Sin que nadie se lo dijera, Arturo supo que había llegado el momento de actuar.
La situación iba haciéndose delicada por momentos. Llevaba observándole un buen rato y, aunque presentaba un exterior pacífico, por su actitud recalcitrante podía adivinarse que en cualquier momento estallaría el conflicto. El otro no parecía enterarse de nada. Iba aparentemente ausente, encerrado en sus pensamientos, totalmente desligado de la gente que pasaba a su lado.
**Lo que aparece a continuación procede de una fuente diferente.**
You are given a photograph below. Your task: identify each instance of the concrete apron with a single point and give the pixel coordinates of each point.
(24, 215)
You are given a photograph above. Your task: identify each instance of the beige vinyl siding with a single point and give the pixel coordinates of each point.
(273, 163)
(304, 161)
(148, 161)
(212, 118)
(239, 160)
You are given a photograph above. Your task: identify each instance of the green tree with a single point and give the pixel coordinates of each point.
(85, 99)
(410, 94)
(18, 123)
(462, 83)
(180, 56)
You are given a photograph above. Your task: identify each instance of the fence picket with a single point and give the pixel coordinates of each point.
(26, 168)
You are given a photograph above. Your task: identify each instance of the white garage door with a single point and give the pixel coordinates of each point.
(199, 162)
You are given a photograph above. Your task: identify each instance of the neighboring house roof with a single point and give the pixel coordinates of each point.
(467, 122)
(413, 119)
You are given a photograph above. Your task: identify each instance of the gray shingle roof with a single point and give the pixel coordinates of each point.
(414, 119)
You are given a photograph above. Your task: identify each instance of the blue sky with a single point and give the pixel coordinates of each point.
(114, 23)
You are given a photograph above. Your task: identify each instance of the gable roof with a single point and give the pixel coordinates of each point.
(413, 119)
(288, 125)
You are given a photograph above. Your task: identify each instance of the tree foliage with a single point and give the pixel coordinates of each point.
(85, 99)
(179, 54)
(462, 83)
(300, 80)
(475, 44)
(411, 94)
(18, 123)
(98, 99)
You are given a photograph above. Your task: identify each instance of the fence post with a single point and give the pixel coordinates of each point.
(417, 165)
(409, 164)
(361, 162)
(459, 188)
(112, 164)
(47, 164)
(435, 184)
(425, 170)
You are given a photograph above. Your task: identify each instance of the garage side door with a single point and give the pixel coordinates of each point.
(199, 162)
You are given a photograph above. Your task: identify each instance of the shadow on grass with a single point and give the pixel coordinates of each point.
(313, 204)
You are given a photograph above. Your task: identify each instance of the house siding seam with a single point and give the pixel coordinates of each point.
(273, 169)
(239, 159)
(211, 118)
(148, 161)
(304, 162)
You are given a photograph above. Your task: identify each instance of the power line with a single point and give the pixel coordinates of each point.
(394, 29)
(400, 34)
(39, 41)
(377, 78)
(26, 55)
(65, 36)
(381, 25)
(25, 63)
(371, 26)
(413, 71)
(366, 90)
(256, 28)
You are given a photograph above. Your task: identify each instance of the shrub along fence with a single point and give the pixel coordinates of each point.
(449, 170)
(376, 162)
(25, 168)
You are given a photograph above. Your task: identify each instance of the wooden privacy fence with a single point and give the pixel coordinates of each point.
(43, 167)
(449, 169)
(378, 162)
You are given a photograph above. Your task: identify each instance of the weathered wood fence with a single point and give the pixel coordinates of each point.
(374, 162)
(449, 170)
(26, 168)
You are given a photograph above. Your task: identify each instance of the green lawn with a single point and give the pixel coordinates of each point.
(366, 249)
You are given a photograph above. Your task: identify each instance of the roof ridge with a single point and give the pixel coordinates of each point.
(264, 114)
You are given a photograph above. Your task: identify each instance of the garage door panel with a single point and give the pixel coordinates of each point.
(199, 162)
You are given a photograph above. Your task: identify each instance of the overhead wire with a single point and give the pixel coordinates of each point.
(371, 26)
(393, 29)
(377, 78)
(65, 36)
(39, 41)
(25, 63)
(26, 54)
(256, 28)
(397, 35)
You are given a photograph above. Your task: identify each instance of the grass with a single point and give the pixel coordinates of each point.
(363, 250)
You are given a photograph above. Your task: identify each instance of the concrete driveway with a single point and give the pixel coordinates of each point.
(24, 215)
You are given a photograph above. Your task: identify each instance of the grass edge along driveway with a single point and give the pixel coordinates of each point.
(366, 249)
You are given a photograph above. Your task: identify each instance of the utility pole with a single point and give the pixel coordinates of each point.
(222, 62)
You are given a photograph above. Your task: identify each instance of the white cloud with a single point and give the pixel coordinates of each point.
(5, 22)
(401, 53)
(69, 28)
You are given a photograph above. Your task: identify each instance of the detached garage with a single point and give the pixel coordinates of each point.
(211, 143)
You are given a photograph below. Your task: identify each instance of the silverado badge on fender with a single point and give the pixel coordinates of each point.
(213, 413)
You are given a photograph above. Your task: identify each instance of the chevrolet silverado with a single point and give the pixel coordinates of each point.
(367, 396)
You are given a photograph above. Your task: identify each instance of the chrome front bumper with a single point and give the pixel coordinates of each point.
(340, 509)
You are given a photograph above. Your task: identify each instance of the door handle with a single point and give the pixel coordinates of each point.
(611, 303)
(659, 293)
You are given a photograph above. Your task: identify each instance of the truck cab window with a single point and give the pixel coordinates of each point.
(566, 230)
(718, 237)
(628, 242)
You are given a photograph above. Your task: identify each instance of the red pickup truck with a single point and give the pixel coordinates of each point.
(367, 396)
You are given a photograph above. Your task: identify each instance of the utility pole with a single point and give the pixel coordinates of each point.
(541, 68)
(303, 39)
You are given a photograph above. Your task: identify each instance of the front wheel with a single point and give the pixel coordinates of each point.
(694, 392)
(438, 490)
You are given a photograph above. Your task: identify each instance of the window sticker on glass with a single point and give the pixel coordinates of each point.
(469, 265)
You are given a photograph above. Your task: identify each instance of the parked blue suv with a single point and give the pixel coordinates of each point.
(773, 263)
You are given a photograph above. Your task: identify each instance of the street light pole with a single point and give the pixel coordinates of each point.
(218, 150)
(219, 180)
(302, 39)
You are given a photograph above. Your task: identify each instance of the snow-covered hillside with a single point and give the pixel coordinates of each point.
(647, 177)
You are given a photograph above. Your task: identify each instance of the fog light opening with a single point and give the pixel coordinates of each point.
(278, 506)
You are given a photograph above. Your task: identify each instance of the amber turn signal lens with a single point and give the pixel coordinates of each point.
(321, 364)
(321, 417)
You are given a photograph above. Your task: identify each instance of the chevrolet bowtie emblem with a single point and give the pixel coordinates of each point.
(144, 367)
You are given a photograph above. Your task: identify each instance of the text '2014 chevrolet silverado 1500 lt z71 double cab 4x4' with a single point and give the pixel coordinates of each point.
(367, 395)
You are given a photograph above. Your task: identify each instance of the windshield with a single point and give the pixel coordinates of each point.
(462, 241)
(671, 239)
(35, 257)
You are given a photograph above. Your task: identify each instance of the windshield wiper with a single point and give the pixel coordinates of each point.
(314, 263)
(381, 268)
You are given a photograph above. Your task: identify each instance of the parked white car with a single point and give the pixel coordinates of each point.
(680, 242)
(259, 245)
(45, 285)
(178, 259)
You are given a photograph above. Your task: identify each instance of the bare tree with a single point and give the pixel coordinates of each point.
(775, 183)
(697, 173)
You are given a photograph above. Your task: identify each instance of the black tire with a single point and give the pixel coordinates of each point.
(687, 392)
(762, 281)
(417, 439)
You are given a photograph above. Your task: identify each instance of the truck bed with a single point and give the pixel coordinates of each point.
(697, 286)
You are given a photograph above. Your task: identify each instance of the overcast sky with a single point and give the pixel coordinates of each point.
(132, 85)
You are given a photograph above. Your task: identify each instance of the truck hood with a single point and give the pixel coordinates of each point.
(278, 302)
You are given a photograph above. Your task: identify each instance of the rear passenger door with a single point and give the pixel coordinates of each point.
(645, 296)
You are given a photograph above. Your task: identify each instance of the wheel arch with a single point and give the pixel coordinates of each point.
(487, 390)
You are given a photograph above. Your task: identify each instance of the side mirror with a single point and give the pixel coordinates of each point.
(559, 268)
Se acercaba el momento de la verdad, se dijo a sí mismo Arturo. Si persiste en esa actitud, no tendré más remedio que hacerlo.
Siguió con los nervios en tensión, esperando llegar a destino y que el tren parase para ver qué ocurría.
Las puertas del vagón se abrieron, y el otro no se movió de su postura firmemente plantada en medio de la salida. Entonces Arturo, valientemente, apoyó ambas manos en su espalda y le impulsó fuertemente hacia delante. Hacia el andén, donde el otro quedó varado y atónito, se supone, porque no se oyó ni una palabra de protesta ni Arturo miró atrás para comprobarlo.
Arturo salió bastante satisfecho de haber quitado de en medio, en la estación del metro de más trasiego de entradas y salidas de viajeros, al tipo que desde varias estaciones atrás taponaba la puerta y hacía que la gente tuviera que contorsionarse para esquivarle.